Two children are dead and a 51-year-old man has been charged with first-degree murder after he allegedly drove a city bus into a Laval, Que., daycare on Wednesday morning, a tragedy that has left many across the country shaken.
Six more children were sent to hospital with injuries that are not considered life-threatening and one adult was admitted to hospital with shock, according to police in Laval, a city just outside Montreal. The young victims of the crash were aged four and five.
The suspect, Pierre Ny St-Amand, has also been charged with two counts of aggravated assault, and four counts of assault causing bodily harm, along with attempted murder.
Witnesses said the suspect was subdued by several bystanders after emerging from the bus yelling incoherently and removing his clothes, before being arrested by police, while multiple children remained trapped by the vehicle.
Mr. St-Amand does not have a criminal record, police said, and has worked for the Société de transport de Laval for about 10 years with no incidents of note on his file, according to Laval Mayor Stéphane Boyer.
The circumstances of the crash and any motive remain unknown, said Erika Landry, a spokesperson for the police service, in a news conference. The bus was not carrying any passengers at the time of the incident, police say.
Nawal Ghanem, a neighbour of Mr. St-Amand, said she was “shocked” to learn about the alleged attack because she had always known the man as a “good person,” who was always playing with his two young girls. Property records show that he and his common-law spouse bought their current home in Laval in 2014.
Mr. St-Amand briefly appeared by videoconference at the Laval courthouse on Wednesday afternoon. Simon Lesage, a police constable who was with him at Sacré-Coeur Hospital in Montreal during the court appearance, said a doctor asked for the accused to undergo a psychiatric evaluation at the hospital.
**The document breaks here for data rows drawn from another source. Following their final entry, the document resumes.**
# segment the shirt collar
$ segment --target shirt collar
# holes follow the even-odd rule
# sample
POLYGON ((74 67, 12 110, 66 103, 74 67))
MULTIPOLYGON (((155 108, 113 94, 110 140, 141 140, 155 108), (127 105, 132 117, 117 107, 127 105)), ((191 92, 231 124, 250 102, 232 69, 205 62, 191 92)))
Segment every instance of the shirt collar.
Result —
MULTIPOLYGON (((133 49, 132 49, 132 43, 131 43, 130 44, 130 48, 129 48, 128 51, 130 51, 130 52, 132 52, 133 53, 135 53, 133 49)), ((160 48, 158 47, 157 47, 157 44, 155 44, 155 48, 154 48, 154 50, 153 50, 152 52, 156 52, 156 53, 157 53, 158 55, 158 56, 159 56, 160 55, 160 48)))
Constable Lesage said Mr. St-Amand hit him at the hospital right before the court appearance, and later visibly tried to grab the police officer’s phone during the hearing. Mr. St-Amand did not say a word throughout the brief proceeding and answered the judge’s questions by nodding his head.
His next court date is Feb. 17.
Aerial news footage from the scene showed a city bus that had smashed through the front of the Garderie Educative Sainte-Rose, which is located at the end of a driveway off a cul-de-sac. Laval police said they received a 911 call at about 8:30 a.m.
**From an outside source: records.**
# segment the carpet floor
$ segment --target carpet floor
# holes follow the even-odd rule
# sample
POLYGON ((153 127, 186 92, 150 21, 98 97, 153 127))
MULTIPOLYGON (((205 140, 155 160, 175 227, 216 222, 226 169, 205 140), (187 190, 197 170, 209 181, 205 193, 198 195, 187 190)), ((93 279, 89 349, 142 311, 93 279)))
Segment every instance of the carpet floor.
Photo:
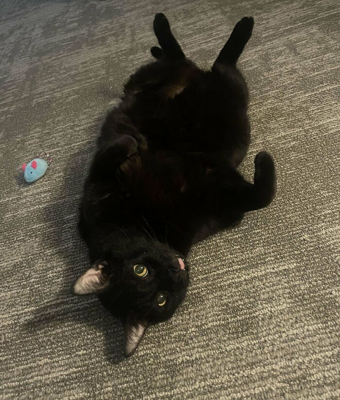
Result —
POLYGON ((339 2, 0 2, 0 398, 339 398, 339 2), (195 247, 186 300, 126 359, 120 325, 69 287, 88 266, 76 222, 96 138, 151 60, 158 11, 207 68, 254 17, 241 169, 270 152, 278 191, 195 247), (28 185, 20 166, 42 151, 53 162, 28 185))

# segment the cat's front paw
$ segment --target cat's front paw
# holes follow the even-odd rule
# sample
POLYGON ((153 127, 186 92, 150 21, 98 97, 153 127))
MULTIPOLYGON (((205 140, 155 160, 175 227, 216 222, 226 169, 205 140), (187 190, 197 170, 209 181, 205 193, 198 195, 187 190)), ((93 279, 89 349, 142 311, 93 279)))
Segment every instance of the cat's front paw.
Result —
POLYGON ((115 140, 113 144, 114 147, 119 152, 121 161, 126 158, 130 158, 138 153, 139 145, 138 142, 132 136, 122 135, 115 140))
Hamdi Benchaabane, a neighbouring resident of the daycare, said he rushed over to the scene of the crash. He told reporters that he and three parents managed to subdue the suspect, who he said had stepped out of the bus, removed his clothing and started screaming.
“He was yelling, he didn’t stop yelling,” Mr. Benchaabane said. “The first thing he did was take off all his clothes after opening the bus door. … He was just yelling, there were no words coming out of his mouth.”
Mr. Benchaabane said he and the others had to strike the suspect to get him under control, before police arrested him. The man, he said, “was in a different world.”
Mr. Benchaabane said he was able to help pull one child from the daycare, adding that he and the others tried to save a second child before firefighters ordered them to leave because pieces of the roof were at risk of falling.
“It was a nightmare. I can’t believe it,” he said of what he witnessed. “It was horrible.”
Mr. Benchaabane’s account was corroborated by Nathalie Vaillancourt, who said her husband was another eyewitness who helped subdue the suspect.
Her husband was too upset to speak, but Ms. Vaillancourt told reporters that as he was about to drop their son at the daycare, there was a loud sound of the bus crashing into the building.
The husband helped bystanders overpower the suspect, who was agitated and half nude, Ms. Vaillancourt said. The bus smashed into a room used by the older children at the daycare, she added.
Dozens of police and emergency vehicles lined the blocked-off road leading to the daycare. Panicked parents tried to run down the road to the site, but were redirected to a nearby elementary school building that has been turned into a gathering point.
Montreal’s Sainte-Justine children’s hospital received some of the injured. The hospital said in a statement that it is “welcoming the young victims … with serious injuries requiring urgent care.”
Quebec Premier François Legault said his thoughts are with the children and their families, as well as with the employees of the daycare in Laval. “We are going to give the parents all the help we can, and as a father, I am shaken.”
Prime Minister Justin Trudeau said on Twitter that his “heart is with the people of Laval today.”
Mr. St-Amand was born in East Asia but grew up with a francophone family in a remote mining region along the north shore of the Gulf of St. Lawrence, closer to Labrador than to major cities in Quebec. He was born in Cambodia, according to a St-Amand family genealogy.
He attended high school in Sept-Îles, at Polyvalente Manikoutai. In 1990, after he turned 18, he applied to change his single name of Ny to its current form, according to notices in the Quebec Official Gazette. He later moved to the Quebec City area.